Index Item Input Parameters

In addition to the the URI and content input mechanisms documented on the common request page, the match call supports using an item from the index as input for the match request. The item is retrieved by using either a content ID or an external ID and is then used as the input for the request.

Name Value Required
(Yes/No)
Purpose
sourceContentId An integer content identifier for an item that exists in the index No Indicates the content ID of the item to retrieve from the index that will be used as input for the match request.
sourceExternalId A string external identifier for an item that exists in the index No Indicates the external ID of the item to retrieve from the index that will be used as input for the match request.

The content ID (also known as document ID or ID) for an item is the value for the id attribute of a match element in a match call response. The value for the id attribute can be used as the value for the sourceContentId parameter in a match request using the index item input method. The external ID for an item is returned as the externalId element inside of a match element in a match call response. The value for the externalId element can be used as the value for the sourceExternalId parameter in a match request using the index item input method.

Examples

curl -F "sourceExternalId=B001P77X70"  "http://api.semantichacker.com/TOKEN/match/amazon"
curl -F "sourceContentId=1048"  "http://api.semantichacker.com/TOKEN/match/rssnews"

Error Codes

There are several cases where error codes will be returned when using the index item input method.

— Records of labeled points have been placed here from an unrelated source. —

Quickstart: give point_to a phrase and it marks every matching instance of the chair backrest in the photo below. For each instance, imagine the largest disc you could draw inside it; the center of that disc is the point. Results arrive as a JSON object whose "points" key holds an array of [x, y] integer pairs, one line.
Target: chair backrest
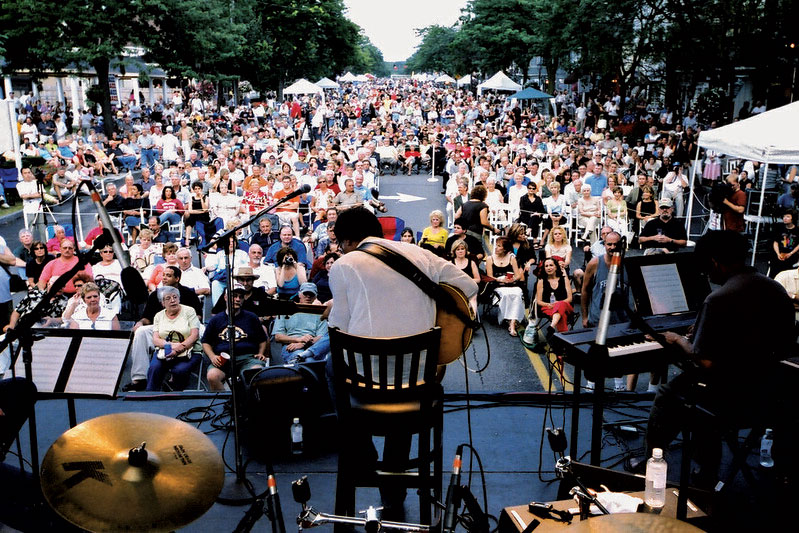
{"points": [[384, 369]]}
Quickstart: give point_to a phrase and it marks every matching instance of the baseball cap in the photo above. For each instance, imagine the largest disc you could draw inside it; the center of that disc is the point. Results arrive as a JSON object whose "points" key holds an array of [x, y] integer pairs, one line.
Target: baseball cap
{"points": [[308, 287]]}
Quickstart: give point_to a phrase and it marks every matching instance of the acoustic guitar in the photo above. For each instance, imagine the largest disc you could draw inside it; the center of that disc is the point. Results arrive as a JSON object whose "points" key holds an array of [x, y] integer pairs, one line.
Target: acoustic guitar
{"points": [[456, 334]]}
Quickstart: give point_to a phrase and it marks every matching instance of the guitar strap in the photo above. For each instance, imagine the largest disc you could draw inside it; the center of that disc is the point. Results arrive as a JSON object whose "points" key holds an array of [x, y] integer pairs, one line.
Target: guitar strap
{"points": [[402, 265]]}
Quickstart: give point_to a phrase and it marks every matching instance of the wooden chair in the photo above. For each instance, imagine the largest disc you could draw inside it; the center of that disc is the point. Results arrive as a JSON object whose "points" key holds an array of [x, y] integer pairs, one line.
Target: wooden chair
{"points": [[387, 387]]}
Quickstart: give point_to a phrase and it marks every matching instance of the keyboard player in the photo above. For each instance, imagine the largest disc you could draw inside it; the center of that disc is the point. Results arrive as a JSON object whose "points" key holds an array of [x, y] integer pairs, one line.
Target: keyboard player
{"points": [[746, 324]]}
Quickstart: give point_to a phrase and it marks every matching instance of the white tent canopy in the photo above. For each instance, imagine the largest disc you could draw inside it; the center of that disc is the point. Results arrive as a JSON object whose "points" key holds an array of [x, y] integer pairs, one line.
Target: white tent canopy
{"points": [[767, 137], [500, 82], [302, 86], [327, 83], [445, 78]]}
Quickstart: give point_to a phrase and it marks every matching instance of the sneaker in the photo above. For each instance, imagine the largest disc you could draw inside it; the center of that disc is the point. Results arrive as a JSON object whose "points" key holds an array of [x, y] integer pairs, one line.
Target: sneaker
{"points": [[137, 385]]}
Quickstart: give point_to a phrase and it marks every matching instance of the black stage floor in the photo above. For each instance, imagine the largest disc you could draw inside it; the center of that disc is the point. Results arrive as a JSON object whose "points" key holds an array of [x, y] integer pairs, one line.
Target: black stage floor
{"points": [[505, 429]]}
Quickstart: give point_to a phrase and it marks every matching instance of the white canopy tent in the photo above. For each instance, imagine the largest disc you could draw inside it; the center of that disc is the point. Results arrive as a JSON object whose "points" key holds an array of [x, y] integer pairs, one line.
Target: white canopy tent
{"points": [[499, 82], [303, 86], [327, 83], [768, 137], [445, 78]]}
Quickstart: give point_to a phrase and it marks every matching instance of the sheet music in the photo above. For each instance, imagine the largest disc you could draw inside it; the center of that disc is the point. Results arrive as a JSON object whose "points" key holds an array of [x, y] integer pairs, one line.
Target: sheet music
{"points": [[664, 288], [49, 355], [97, 366]]}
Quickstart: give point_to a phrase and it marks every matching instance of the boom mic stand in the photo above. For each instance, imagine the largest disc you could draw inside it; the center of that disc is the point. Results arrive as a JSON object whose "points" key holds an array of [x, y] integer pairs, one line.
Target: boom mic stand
{"points": [[238, 490], [22, 331]]}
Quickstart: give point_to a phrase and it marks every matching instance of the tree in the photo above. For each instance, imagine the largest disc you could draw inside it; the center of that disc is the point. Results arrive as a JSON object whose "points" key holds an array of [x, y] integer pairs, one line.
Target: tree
{"points": [[434, 53], [298, 38], [52, 35], [501, 32]]}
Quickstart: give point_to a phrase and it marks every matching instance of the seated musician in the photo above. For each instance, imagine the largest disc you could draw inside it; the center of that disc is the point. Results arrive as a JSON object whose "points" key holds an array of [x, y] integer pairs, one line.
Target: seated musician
{"points": [[303, 335], [723, 357]]}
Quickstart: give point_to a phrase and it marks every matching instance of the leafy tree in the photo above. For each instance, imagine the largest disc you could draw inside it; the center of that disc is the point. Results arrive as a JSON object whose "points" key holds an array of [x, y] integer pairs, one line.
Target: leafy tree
{"points": [[298, 38], [434, 53], [51, 35], [502, 33]]}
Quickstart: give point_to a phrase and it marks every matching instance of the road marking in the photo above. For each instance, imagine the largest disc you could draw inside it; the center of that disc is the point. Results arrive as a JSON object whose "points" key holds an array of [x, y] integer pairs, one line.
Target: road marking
{"points": [[402, 197], [542, 369]]}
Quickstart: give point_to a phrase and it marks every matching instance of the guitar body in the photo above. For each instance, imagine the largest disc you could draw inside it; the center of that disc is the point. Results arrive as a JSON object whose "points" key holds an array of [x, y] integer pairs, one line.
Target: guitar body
{"points": [[456, 335]]}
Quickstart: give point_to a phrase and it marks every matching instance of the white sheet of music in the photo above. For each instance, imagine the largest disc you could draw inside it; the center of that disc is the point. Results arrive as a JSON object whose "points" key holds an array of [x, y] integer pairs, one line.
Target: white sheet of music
{"points": [[663, 285], [97, 366], [48, 359]]}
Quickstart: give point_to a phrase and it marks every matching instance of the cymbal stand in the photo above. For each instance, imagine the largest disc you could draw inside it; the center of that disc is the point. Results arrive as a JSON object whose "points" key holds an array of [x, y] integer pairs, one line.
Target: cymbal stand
{"points": [[310, 517]]}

TW Code HTTP Status Code Message Explanation
210 400 'Invalid Argument'
  • If both the sourceContentId and sourceExternalId parameters are included with the request.
  • If the value of the sourceContentId parameter does not parse into an integer.
  • If a uri or content parameter is included with a request that already includes an index item input parameter.
417 404 'Item not found for match request' No item was found for the sourceContentId or sourceExternalId provided with the request. If the item did exist in one of the public indexes at some point in the past, it may no longer exist due to periodic deletion of old items.

Match Call Parameters

In addition to the common request parameters, the match call has the following optional parameters.

Name Value Required
(Yes/No)
Purpose
format 'xml' or 'json' No The default format is 'xml'.
nMatches An integer > 0 and <= 100 No, default = 10 Specify how many content items should be returned in the response.
offset An integer >= 0 (zero based) No, default = 0 The starting point to return results from in the canonical list of matches. For example, if offset is set to 4, the first item returned will be the 5th item in the full match list. The end of the canonical list of matches has been reached when the number of matches returned from the call is less than nMatches.
fields A comma separated list of field names to return for each content item No Overrides the default content attributes returned for each content item in the match list and returns only those that were specified.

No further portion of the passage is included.